The plebes could hardly believe their eyes; they stared and gasped, and then gasped and stared. They rubbed their eyes and pinched themselves. And meanwhile Professor Salvatori beamed down on them benignly as he stepped lightly up to the platform.
“Wow!” gasped Texas. “He’s a-goin’ to make a speech!”
“Bless my soul!” muttered Indian. “What an extraordinary proceeding!”
Meanwhile Mr. Smithers had stepped out upon the platform with his best professional style.
“Ladies and gentlemen, I assure you that it gives me the greatest of pleasure to present to you this afternoon my distinguished friends, Professor Salvatori (a bow) and his able and witty assistant (another). Ladies and gentlemen, Professor Salvatori is so well known to you all that I am sure it would be a presumption on my part to tell you of his history. The address which he delivered before his royal highness, the Duke of Bavaria, was published in all the leading scientific reviews of the day, and I am sure was appreciated by you all.
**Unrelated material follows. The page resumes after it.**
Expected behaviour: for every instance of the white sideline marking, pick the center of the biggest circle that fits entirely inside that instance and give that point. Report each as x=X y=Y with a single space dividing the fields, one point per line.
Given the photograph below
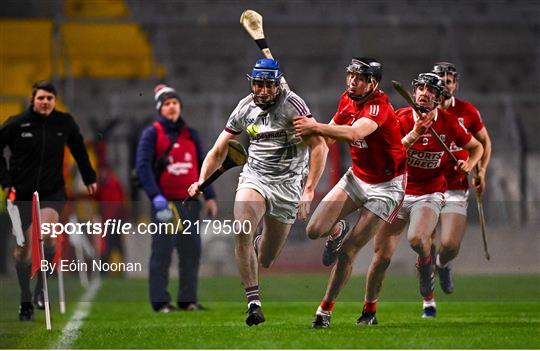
x=70 y=333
It was during his remarkable trip through the wilds of Central Africa that most of these extraordinary specimens were collected, notably that magnificent painting of a Polar bear devouring a walrus which you doubtless observed upon the outside of the tent. Ladies and gentlemen, I assure you you have a treat in store. Listen, all of you. Professor Salvatori.”
During this most original and startling introduction, Professor Salvatori had been bowing right and left, and the four had been staring their eyes out. In the midst of it the fun-loving Texas seized the others and drew them to one side.
“Fellers,” he whispered, “Mark’s a-goin’ to make a speech. He didn’t tell us. Let’s git square.”
“How?”
“Let’s guy him!”
And in half a second more those four rascals had vowed to “bust up” that speech. Truly there was fun in store when once Professor Salvatori got started, and the conspirators fairly danced about with impatience.